(Enquanto procurava por outra informação de base estatística, reconstituí
uma série OCDE -link aqui - sobre o comportamento dinâmico da produtividade total dos fatores
entre 1985 e 2016, cerca de três décadas marcadas por transformações relevantes.
O que vemos no gráfico de abertura
a este post é um comportamento
recente que inspira alguma reflexão, sobretudo a partir do tipo de interpretações
que costumam ser associadas a este indicador.)

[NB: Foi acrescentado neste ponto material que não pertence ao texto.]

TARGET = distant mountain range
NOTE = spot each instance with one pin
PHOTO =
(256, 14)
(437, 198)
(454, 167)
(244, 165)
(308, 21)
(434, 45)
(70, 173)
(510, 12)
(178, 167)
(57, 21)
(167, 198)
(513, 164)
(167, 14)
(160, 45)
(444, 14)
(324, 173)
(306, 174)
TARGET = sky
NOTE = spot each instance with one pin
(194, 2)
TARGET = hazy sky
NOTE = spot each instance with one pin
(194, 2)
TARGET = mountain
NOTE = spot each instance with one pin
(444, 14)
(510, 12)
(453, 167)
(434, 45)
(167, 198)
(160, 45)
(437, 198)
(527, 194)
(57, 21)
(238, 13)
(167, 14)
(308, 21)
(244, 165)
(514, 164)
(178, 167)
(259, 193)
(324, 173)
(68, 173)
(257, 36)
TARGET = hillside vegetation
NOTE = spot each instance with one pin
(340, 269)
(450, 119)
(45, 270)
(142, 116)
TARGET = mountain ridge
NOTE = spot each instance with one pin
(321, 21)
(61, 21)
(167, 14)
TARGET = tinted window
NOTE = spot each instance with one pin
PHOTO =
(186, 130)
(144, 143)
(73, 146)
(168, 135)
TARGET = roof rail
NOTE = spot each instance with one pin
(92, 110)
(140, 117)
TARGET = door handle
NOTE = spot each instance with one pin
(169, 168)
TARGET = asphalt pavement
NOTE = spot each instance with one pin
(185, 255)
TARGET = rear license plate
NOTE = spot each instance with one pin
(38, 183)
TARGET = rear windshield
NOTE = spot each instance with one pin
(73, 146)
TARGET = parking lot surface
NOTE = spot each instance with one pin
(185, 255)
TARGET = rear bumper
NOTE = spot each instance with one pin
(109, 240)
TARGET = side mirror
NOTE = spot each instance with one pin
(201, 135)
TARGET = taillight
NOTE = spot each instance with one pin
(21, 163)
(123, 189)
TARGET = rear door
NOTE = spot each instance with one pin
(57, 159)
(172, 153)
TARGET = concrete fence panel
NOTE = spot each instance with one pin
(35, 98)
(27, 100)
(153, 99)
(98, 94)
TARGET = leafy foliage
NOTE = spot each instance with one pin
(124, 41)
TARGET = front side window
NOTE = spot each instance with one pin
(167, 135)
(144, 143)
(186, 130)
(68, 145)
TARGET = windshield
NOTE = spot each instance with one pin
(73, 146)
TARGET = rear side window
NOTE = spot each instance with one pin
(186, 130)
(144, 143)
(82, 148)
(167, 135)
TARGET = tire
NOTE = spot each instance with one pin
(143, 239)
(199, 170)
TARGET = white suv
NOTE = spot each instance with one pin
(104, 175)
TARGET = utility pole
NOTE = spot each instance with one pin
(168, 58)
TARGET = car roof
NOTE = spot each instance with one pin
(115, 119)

A produtividade total dos fatores (PTF) é dos tais indicadores económicos que
evidenciam bem as dificuldades e as limitações de algumas das ferramentas analíticas
com que os economistas mais macro trabalham. Se nos reportarmos a um modelo de
crescimento económico em que este é influenciado por dois fatores de produção,
capital e trabalho, a produtividade total dos fatores medirá teoricamente a influência
sobre o crescimento das variações que não possam ser reportadas exclusivamente
a cada um dos fatores. A PTF é, assim, um resíduo explicativo, como dizia Solow
a medida da nossa ignorância relativamente aos fatores para além do capital e
do trabalho e das suas produtividades que influenciam o produto. Para um modelo
de crescimento mais sofisticado, em que para além do capital e do trabalho, tenhamos
por exemplo o capital humano (as qualificações do trabalho) e o conhecimento
medido por exemplo pelo ritmo de produção de ideias com valor económico, a PTF
representará um resíduo “mais residual”.
A PTF representa numa certa perspetiva uma relação de amor e ódio entre os
economistas e os indicadores à sua disposição para explicar o crescimento. Podemos
associar-lhe uma certa interpretação, mas acabamos sempre por remoer as suas limitações.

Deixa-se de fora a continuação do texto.